Any optimistic outlook for Cobb depends on health. One positive is that his 2019 injuries had nothing to do with his elbow. Another is that while Cobb was not effective at all in his limited innings last season, it almost certainly was because of his hip and knee. The last time Cobb looked completely healthy was in that second half in 2018 when he had his confounding split-change working.
In a sense, a bounce-back for Cobb would simply involve staying healthy. There’s little doubt that the O’s would be thrilled to move him and what’s left of the two years and $29 million on his contract. They may be able to do that if he’s mediocre, but they won’t have a chance if he can’t stay on the field. Besides John Means, a rookie, or another pitcher making a John Means-like ascension, Cobb is one of the few remaining hopes on the O’s roster for competent starting pitching. It would be nice to see him at least clear that hurdle.
Any discussion of Givens involves a few things. The first is that he’s still much better against right-handed batters:
Givens career vs. RHB: .251 wOBA (212.2 IP)
Givens career vs. LHB: .322 wOBA (110.1 IP)
That’s pretty much stayed the same during the last three years (.261 wOBA vs. RHB; .312 wOBA vs.
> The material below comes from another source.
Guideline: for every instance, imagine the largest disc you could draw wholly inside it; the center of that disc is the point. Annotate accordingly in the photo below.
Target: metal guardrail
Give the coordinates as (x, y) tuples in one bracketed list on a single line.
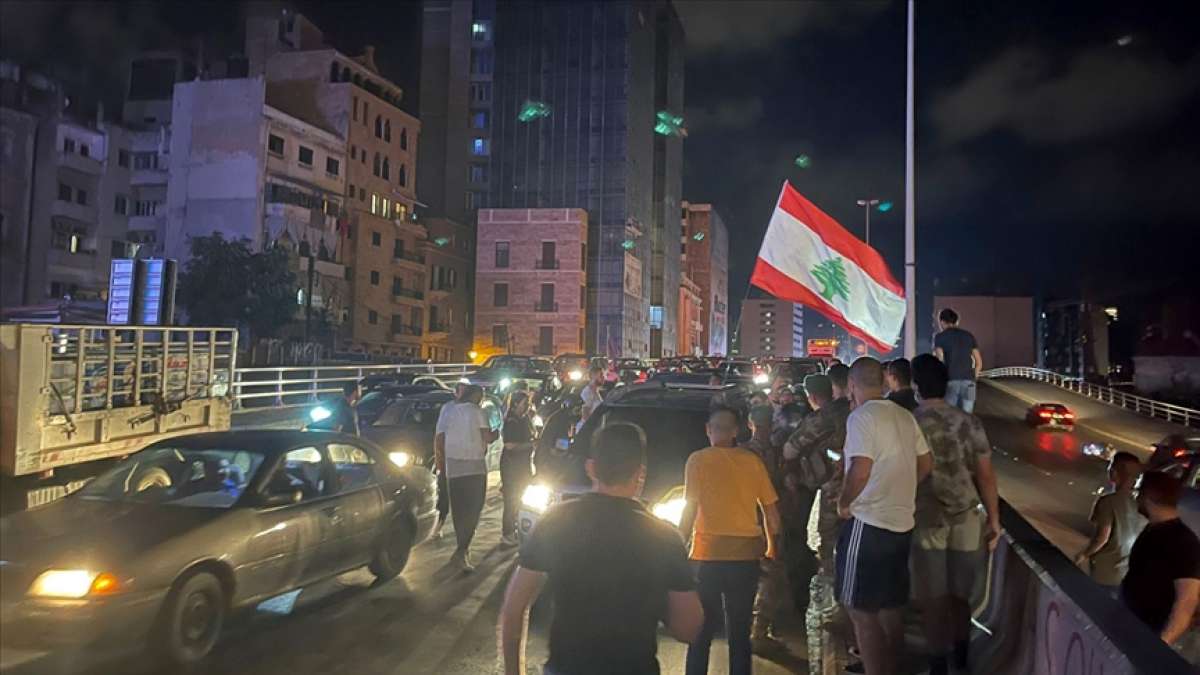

LHB).
Next, it’s that he isn’t as good in late-game and/or high-leverage situations. By ERA, the ninth inning has been Givens’s worst (4.54) followed by the 8th inning (3.51). His next closest is the 6th inning, at 3.19.
His issues with high leverage mirror those struggles:
High: .795 OPS (453 PA)
Medium: .581 OPS (310 PA)
Low: .557 OPS (559 PA)
Givens has posted a 4.40 ERA and allowed a .683 OPS in save situations, and he’s posted a 2.85 ERA and allowed a .620 OPS in non-save situations.
Another constant theme for Givens is that he’s a trade chip. Barring an unanticipated switch to being a dominant closer, he’s almost certainly not being used to the best of his abilities. He’s best when he’s able to come into the game in the sixth or seventh inning, preferably against a handful of right-handed batters. He’s also better in brief bursts and when he doesn’t appear in multiple innings or throw more 25 pitches (.641 OPS vs. .663).
Other teams likely envision that type of role for Givens, but the O’s may also be able to use him more optimally in 2020. A full season of a healthy Hunter Harvey would help, along with Bleier returning to form and a couple other relievers performing better. Givens is a good pitcher but not a closer, and that’s OK.